Kentucky’s Got Talent

I am a triple threat. I cannot sing or play any musical instruments, I cannot dance, I cannot act. And every single one of you out there should thank your lucky stars that I am too old to be the next Hannah Montana. (I certainly do.)

My Spouse and In-Laws, on the other hand, are fairly dripping with musical talent.

To give you an idea, this is the first thing you see when you walk through Spouse’s Parents’ front door.

Great Wall of Instruments

Great Wall of Instruments

When they were up at our house for Thanksgiving, Spouse’s parents brought their instruments, and we had quite a good time with the playing and (in my case) the listening. Sheet music was exchanged, and when we had our after-Christmas get-together in Louisville, they reconvened and added in Spouse’s Aunt, Brother, and Sister-in-law. Even without having practiced together (or in some cases, at all), they were sounding darned fine, if I may say so, particularly on “Silent Night” and “Scarborough Fair.”

If I didn’t know that at least one of the parties involved would probably have my head for posting their picture on the internet, I’d upload the videos. But I wish to live a long and happy life, so you’ll have to make do without.

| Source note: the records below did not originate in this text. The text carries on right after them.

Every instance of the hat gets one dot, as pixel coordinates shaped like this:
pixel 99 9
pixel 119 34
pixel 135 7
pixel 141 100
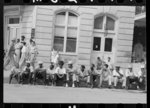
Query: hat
pixel 142 66
pixel 40 62
pixel 129 66
pixel 28 62
pixel 70 62
pixel 13 39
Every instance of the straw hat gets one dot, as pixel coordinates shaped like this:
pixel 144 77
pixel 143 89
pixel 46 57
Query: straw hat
pixel 40 62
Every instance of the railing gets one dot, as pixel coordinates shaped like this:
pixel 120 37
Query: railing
pixel 140 9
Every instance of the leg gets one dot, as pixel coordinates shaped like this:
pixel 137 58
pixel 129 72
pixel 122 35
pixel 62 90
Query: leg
pixel 100 81
pixel 115 81
pixel 10 78
pixel 124 82
pixel 109 81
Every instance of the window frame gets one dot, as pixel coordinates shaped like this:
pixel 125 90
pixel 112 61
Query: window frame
pixel 104 23
pixel 101 31
pixel 66 26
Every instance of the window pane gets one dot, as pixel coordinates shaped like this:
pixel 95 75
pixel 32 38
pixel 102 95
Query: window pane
pixel 71 44
pixel 72 32
pixel 59 31
pixel 98 23
pixel 58 43
pixel 72 20
pixel 108 44
pixel 97 44
pixel 60 18
pixel 14 21
pixel 110 24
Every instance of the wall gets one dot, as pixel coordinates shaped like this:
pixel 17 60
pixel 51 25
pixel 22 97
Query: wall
pixel 44 31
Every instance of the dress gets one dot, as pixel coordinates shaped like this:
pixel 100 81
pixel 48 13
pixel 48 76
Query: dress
pixel 17 52
pixel 9 60
pixel 33 54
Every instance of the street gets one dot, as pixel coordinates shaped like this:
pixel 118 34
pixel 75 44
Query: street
pixel 14 93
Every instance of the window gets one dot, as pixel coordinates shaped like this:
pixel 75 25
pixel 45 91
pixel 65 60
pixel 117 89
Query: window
pixel 108 44
pixel 110 24
pixel 13 20
pixel 97 44
pixel 65 36
pixel 98 23
pixel 104 22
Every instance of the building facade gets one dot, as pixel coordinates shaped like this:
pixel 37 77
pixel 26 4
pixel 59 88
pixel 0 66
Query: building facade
pixel 79 33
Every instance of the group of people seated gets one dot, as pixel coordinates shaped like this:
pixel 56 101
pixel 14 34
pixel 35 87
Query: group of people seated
pixel 101 72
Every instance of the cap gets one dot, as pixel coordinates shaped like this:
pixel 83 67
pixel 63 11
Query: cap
pixel 142 66
pixel 13 39
pixel 40 62
pixel 129 66
pixel 27 61
pixel 70 62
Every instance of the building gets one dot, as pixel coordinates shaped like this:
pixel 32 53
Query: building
pixel 140 31
pixel 80 33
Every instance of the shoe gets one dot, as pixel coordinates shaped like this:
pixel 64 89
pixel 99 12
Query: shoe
pixel 73 85
pixel 66 85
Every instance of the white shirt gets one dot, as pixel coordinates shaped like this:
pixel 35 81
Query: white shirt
pixel 116 73
pixel 50 71
pixel 128 73
pixel 24 49
pixel 60 71
pixel 31 68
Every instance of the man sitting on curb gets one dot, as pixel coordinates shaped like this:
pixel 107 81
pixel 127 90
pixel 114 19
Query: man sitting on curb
pixel 15 72
pixel 40 73
pixel 118 76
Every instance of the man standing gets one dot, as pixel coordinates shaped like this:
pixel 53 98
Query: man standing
pixel 83 75
pixel 51 74
pixel 105 76
pixel 130 77
pixel 93 75
pixel 25 74
pixel 71 74
pixel 119 76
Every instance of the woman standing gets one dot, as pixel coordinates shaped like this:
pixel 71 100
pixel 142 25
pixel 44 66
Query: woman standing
pixel 18 51
pixel 23 56
pixel 9 58
pixel 33 53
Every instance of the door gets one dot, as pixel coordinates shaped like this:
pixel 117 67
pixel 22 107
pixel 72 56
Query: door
pixel 102 47
pixel 12 30
pixel 104 36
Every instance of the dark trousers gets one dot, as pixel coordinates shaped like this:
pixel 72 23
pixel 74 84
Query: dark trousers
pixel 40 75
pixel 92 79
pixel 130 81
pixel 60 80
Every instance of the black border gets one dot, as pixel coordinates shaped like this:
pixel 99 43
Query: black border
pixel 60 105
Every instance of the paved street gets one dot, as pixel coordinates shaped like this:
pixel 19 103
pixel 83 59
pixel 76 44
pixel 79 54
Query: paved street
pixel 42 94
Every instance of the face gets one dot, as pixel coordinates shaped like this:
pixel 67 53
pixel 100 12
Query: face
pixel 82 68
pixel 117 68
pixel 51 66
pixel 40 65
pixel 28 64
pixel 70 65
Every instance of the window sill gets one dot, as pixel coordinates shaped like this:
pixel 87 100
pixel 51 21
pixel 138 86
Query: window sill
pixel 72 54
pixel 102 31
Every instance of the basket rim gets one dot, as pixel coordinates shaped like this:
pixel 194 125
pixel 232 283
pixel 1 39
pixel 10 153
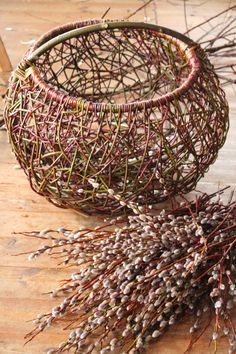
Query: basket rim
pixel 186 45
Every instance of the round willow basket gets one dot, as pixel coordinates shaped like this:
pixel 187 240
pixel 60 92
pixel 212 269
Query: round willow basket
pixel 114 105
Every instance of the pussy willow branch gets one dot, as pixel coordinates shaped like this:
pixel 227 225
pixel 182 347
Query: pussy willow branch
pixel 130 284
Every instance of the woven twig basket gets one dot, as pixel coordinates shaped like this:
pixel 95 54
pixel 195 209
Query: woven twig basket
pixel 132 107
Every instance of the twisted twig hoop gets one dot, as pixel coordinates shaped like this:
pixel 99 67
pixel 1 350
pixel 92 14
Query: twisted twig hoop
pixel 127 106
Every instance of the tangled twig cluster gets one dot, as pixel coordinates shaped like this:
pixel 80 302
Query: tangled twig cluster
pixel 135 281
pixel 112 104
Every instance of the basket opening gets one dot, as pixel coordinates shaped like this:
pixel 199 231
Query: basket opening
pixel 116 66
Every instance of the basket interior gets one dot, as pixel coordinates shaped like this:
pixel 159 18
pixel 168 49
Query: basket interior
pixel 115 66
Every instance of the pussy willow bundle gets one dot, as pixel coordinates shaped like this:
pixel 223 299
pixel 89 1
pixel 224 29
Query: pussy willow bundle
pixel 133 282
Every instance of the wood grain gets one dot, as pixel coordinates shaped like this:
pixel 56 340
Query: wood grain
pixel 5 64
pixel 22 283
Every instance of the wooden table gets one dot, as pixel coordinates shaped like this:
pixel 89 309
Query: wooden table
pixel 22 283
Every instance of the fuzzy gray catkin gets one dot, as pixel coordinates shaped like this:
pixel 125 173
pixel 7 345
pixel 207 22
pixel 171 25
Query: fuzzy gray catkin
pixel 133 282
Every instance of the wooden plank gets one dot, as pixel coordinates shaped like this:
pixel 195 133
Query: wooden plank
pixel 5 64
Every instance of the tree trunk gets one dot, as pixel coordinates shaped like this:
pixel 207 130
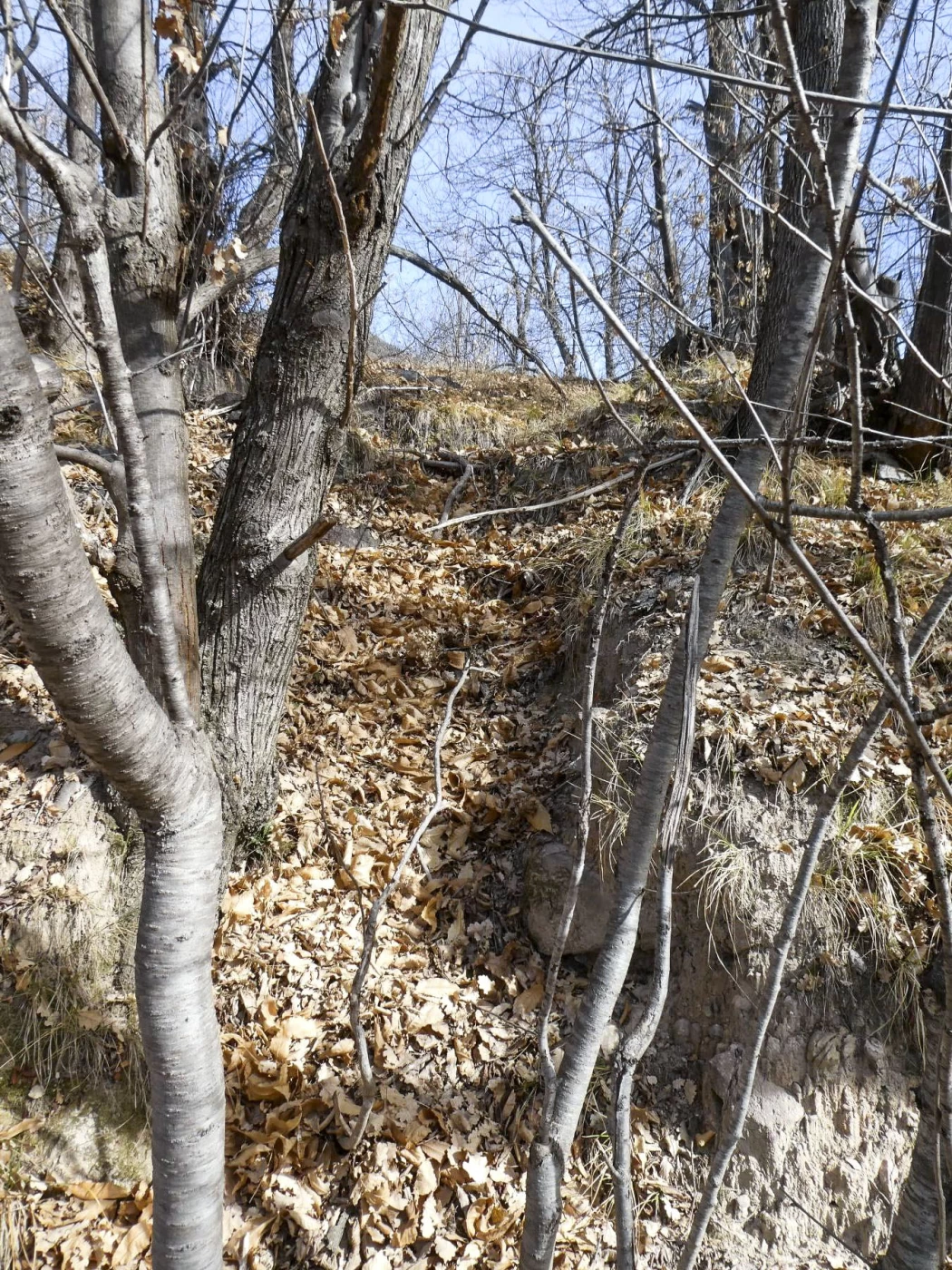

Mother-in-law played both the mountain dulcimer, and a teensy bit of autoharp (just long enough for me to get a couple of pictures).

Mountain Dulcimer

Mountain Dulcimer

Autoharp

Autoharp

Father-in-law can play anything he picks up, but last night alternated between hammered dulcimer and what I think is a tin whistle, but I’m so musically ignorant that I’m lucky to have identified the other instruments correctly.

Hammered Dulcimer

Hammered Dulcimer

Whistle?

Whistle?

Spouse’s Aunt brought her bowed psaltery, an instrument that I had not only never seen before but had never even heard of until Thanksgiving, when she mentioned that she’d forgotten hers.

Bowed Psaltery

Bowed Psaltery

Spouse brought his harp, and Brother-in-law took a break from his three-day stretch of making Julia Child’s cassoulet—

The Art of French Cooking, as Mastered by Brother-in-Law

The Art of French Cooking, as Mastered by Brother-in-Law

(for Christmas, he and I both got copies of Julia Child’s Mastering the Art of French Cooking, Vol. 1 from Mother-in-law) and borrowed a guitar.

Harp & Guitar

Harp & Guitar

I’m particularly fond of this picture, because autofocus is a bitch.

Brother-in-law’s wife sang, because she mostly plays woodwinds, her instruments are all on the West Coast, and nobody had any loaners. The pair of them did a great duet on “Folsom Prison Blues”. (Sometimes, you have to go with the songs to which you know the words.)

And the cassoulet rocked, even though I skipped the many and various kinds of red meat and only ate the beans. Definitely worth three days of work…especially when someone else is doing the work.

We also played Wii bowling, of which I have no pictures because discretion is by far the better part of valor. Normally, I don’t like video games, and I’ve never bowled in real life (rental shoes—need I say more?), but it was fun and the company was very, very good.